Cozze są mięciutkie i przepyszne, chleb nasiąkniety sosem boski.

Jeśli nie liczyć skrobania małż, to cała impreza trwa co najwyżej 10 minut.

Aha, koniecznie siorbiemy malże bezpośrednio z muszli, zdevydowanie dodaje uroku i romantyczności

Drugi przepis na spaghetti wrzucę później, kiedy wywalę męża od kompa. Pisanie przez komórkę jest zabójcze.

--
https://www.facebook.com/lunaefragmenta/?ref=bookmarks

jabba_the_hutt
"albo po obu sprzestaną obuodnie układasz w talerzach"

O_o

--
https://dn.ht/picklecat/

oiko
oiko - Superbojowniczka · przed dinozaurami
Kuffa Nie zauważyłam. Naprawię, jak siądę do kompa.

--
https://www.facebook.com/lunaefragmenta/?ref=bookmarks

oiko
oiko - Superbojowniczka · przed dinozaurami
Naprawione (mam nadzieję):

Bierzesz dwie duże/cztery mniejsze kromki (nie za cienkie) chleba, najlepiej wiejskiego i opiekasz do złotobrązowości. Potem obranym ząbkiem czosnku nacierasz pajdy po jednej, albo po obu stronach, wygodnie układasz w głębokich talerzach, po kromce lub dwóch.

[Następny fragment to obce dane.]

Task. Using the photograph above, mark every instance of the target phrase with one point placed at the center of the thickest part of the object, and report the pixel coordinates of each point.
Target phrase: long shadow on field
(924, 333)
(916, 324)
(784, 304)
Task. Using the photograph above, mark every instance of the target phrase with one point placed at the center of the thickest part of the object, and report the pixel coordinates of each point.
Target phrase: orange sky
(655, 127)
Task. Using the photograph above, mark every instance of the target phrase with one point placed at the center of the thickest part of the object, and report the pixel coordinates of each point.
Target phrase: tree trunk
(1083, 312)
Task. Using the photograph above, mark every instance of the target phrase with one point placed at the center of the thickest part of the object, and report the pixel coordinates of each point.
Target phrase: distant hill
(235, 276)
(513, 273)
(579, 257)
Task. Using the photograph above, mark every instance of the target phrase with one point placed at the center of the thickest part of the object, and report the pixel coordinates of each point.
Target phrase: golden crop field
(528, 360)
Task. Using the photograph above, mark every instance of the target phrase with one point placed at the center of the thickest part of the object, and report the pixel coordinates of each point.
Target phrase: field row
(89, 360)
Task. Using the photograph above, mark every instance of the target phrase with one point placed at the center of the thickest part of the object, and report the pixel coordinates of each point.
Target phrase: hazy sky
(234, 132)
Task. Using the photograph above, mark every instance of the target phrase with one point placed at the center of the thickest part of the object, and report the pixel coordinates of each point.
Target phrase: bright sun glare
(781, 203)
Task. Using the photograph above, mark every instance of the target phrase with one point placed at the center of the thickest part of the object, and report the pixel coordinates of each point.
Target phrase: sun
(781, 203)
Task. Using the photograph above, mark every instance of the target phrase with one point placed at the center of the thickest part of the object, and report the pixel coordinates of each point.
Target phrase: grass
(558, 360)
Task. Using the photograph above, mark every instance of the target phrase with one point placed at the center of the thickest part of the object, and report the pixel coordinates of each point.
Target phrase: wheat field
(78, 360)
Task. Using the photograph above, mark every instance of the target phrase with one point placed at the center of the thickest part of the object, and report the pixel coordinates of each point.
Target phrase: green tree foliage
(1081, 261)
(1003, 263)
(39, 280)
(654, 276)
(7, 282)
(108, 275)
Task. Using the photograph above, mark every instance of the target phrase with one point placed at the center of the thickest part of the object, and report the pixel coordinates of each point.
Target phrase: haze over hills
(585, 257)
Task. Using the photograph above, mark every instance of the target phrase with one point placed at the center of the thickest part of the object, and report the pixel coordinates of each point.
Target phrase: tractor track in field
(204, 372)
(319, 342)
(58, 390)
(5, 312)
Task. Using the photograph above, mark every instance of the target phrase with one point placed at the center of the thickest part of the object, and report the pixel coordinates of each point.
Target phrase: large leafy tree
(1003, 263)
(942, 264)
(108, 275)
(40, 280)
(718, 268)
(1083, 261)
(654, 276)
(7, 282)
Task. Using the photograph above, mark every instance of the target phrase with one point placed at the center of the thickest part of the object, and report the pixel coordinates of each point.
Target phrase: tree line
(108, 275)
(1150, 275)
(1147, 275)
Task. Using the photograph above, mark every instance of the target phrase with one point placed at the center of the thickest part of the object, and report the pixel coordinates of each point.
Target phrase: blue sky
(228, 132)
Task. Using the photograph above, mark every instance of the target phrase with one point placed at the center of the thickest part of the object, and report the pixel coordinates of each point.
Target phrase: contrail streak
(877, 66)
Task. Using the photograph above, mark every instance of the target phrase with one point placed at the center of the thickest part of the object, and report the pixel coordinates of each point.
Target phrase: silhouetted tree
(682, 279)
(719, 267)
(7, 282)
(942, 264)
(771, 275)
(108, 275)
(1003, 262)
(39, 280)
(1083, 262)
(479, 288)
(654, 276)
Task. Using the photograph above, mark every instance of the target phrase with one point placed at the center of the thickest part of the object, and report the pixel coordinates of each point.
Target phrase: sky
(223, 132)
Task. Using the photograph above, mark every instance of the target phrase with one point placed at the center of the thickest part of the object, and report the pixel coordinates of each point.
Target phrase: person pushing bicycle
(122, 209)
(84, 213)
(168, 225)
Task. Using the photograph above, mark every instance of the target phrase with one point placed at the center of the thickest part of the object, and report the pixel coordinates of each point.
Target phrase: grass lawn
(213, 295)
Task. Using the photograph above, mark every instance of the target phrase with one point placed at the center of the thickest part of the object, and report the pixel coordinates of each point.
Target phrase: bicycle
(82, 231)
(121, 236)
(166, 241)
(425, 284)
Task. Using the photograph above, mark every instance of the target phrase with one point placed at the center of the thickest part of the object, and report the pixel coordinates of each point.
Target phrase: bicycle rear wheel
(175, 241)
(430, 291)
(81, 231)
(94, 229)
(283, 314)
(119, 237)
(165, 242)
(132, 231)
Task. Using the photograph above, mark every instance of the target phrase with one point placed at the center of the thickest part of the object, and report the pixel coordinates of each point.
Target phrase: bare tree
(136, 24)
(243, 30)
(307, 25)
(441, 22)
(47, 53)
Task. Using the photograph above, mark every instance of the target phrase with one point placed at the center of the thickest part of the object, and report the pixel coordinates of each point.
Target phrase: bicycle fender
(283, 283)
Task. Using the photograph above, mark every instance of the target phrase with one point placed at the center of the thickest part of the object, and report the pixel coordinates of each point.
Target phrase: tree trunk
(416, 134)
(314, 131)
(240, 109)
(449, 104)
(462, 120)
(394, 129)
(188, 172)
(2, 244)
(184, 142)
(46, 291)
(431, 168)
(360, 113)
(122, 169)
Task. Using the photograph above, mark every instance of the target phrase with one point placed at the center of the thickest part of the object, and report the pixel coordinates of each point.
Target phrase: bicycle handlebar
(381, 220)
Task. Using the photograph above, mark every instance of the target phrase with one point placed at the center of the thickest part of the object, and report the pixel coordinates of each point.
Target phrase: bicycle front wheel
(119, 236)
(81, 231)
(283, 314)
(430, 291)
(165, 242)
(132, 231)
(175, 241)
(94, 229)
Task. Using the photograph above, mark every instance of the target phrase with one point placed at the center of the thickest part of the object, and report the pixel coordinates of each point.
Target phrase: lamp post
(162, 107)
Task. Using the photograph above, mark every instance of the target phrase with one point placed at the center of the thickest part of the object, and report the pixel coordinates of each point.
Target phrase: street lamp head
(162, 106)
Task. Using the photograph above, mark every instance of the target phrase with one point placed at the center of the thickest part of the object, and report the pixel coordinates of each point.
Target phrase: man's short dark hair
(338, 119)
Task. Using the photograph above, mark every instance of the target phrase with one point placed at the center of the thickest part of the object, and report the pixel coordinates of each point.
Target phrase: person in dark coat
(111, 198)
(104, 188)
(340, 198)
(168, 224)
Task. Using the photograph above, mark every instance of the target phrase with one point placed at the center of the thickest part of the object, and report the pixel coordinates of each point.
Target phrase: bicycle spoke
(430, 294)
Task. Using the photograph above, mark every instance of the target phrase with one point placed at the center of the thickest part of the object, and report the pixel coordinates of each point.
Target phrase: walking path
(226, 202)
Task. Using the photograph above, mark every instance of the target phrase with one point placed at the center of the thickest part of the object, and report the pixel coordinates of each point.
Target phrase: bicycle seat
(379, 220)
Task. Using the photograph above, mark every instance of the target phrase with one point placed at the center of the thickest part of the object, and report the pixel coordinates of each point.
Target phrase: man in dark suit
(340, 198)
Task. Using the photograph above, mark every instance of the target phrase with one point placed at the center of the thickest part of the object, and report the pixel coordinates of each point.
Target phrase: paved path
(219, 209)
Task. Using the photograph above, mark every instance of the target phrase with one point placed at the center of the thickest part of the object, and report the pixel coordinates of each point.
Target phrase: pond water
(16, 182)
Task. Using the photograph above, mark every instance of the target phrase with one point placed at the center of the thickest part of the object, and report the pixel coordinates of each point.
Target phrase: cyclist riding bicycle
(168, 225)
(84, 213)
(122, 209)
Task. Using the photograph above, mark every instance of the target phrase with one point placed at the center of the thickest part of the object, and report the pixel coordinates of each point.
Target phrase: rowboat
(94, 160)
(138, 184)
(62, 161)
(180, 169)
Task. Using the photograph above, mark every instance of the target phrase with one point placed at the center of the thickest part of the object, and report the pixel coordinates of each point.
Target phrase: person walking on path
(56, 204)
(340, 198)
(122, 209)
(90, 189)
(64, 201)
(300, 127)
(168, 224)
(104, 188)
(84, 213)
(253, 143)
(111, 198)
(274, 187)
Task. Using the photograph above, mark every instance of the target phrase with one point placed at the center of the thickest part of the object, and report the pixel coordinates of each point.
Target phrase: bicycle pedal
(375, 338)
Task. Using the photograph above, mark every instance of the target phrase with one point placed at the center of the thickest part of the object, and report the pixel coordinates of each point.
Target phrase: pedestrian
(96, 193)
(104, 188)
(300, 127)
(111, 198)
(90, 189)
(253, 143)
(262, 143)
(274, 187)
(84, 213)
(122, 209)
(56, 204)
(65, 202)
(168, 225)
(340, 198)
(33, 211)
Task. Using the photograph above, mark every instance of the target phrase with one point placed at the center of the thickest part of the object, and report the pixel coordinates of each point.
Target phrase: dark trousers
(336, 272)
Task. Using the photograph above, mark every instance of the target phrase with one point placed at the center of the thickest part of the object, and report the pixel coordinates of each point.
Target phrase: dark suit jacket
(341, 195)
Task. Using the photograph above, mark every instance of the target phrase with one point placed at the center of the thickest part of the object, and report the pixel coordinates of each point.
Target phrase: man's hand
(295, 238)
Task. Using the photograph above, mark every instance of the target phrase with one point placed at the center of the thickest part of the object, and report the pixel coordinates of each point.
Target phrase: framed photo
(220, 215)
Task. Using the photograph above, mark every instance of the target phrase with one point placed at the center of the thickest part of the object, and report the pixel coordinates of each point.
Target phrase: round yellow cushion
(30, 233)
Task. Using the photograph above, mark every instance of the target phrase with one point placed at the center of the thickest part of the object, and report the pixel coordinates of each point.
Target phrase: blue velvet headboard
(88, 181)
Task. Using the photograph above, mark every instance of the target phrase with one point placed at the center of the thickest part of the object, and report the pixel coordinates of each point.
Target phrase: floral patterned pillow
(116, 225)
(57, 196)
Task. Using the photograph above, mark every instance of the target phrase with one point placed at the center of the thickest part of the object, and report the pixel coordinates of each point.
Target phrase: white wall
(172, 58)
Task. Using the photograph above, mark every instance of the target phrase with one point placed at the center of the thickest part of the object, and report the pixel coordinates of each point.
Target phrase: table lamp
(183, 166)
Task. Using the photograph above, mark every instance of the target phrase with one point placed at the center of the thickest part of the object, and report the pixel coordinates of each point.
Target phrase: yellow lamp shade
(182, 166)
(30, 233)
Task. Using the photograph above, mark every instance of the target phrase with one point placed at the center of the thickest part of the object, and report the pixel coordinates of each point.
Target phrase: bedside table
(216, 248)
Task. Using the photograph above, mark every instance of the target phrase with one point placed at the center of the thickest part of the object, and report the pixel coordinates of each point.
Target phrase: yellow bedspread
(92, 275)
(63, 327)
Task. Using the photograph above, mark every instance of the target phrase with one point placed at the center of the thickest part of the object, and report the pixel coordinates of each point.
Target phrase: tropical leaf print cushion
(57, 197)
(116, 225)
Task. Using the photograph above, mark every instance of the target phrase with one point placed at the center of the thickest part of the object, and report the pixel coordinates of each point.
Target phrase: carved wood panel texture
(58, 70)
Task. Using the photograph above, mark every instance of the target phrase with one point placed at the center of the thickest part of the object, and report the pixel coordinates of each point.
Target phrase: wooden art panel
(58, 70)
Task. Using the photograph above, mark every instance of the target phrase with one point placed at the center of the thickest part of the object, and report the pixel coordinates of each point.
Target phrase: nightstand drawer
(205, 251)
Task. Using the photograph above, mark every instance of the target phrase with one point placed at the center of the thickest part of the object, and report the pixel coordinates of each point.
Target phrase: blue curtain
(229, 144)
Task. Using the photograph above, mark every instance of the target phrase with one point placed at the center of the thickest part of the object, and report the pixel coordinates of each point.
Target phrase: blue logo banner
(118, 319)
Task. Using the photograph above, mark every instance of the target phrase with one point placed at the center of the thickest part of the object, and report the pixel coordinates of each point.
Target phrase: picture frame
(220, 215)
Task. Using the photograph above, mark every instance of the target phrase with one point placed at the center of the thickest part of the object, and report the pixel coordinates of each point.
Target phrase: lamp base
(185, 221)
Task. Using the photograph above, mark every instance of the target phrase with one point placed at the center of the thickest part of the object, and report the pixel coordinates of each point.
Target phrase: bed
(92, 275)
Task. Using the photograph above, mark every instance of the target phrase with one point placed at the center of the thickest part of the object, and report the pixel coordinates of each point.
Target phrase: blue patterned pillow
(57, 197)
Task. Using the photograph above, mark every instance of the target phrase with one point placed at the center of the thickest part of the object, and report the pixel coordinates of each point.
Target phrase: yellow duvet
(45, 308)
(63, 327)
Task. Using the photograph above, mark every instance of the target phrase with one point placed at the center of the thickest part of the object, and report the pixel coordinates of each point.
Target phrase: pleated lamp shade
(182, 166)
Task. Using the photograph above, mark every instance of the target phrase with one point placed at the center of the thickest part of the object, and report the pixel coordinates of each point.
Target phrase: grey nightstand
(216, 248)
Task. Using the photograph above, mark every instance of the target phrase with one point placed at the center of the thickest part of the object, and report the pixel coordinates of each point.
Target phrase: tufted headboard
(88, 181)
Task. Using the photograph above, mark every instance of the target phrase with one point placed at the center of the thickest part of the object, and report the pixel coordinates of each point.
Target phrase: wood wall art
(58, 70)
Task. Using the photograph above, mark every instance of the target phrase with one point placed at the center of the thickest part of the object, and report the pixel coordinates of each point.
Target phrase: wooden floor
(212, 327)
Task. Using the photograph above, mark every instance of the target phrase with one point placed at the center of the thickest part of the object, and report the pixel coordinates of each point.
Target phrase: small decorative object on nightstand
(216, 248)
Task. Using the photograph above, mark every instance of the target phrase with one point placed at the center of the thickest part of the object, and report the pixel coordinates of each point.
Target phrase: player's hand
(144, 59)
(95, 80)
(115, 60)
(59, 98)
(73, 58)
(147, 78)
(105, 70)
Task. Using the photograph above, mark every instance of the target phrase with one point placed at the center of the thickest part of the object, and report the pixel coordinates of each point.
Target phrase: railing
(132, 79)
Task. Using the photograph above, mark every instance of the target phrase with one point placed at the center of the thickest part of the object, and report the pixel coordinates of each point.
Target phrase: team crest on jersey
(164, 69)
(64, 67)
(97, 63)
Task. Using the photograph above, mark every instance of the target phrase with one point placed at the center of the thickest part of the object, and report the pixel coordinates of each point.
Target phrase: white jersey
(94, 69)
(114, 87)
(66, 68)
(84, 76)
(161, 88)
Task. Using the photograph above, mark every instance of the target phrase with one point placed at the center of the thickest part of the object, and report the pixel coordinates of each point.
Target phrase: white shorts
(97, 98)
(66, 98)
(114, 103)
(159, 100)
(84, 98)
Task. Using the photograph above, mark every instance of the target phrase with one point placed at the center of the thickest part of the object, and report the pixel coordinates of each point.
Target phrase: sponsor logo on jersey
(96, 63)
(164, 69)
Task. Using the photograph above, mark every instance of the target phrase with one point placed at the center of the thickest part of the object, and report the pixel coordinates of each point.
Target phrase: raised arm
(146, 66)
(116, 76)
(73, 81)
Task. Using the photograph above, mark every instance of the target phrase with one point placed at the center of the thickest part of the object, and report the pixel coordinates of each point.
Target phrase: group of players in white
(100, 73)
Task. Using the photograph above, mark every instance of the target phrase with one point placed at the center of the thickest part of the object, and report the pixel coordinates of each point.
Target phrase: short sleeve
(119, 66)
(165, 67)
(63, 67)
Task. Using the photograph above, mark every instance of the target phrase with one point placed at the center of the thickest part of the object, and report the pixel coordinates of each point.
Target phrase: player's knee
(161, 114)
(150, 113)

Cozze dokładnie oskrobujesz nożykiem do czystej muszli, pod bieżącą wodą, wyrzucasz bez litości otwarte i potłuczone. Czasem zdarzają się przymknięte, ale żywe, one się zamkną przy ich poruszeniu. Taki kosmyczek-pędzelek po boku małży ciągniesz mocno starając się go wyrwać w całości. To ten skubaniec:


Do sporego, raczej szerokiego gara wlewasz oliwę ev, wrzucasz dwa ząbki czosnku, papryczkę pikantną i na gorący już olej odcedzone cozze. Przykrywasz i siekasz trochę natki pietruszki. Jak przestaną skwierczeć, to znaczy, że zaczynają się otwierać. Kiedy będą wszystkie otwarte gasisz ogień i przekładasz cozze do talerzy, na chleb. Potem zalewasz wszystko przecedzonym przez sitko sosem, który powstał z płynu cozzy. Posypujesz natką pietruszki i skrapiasz sokiem z cytryny. Koniec.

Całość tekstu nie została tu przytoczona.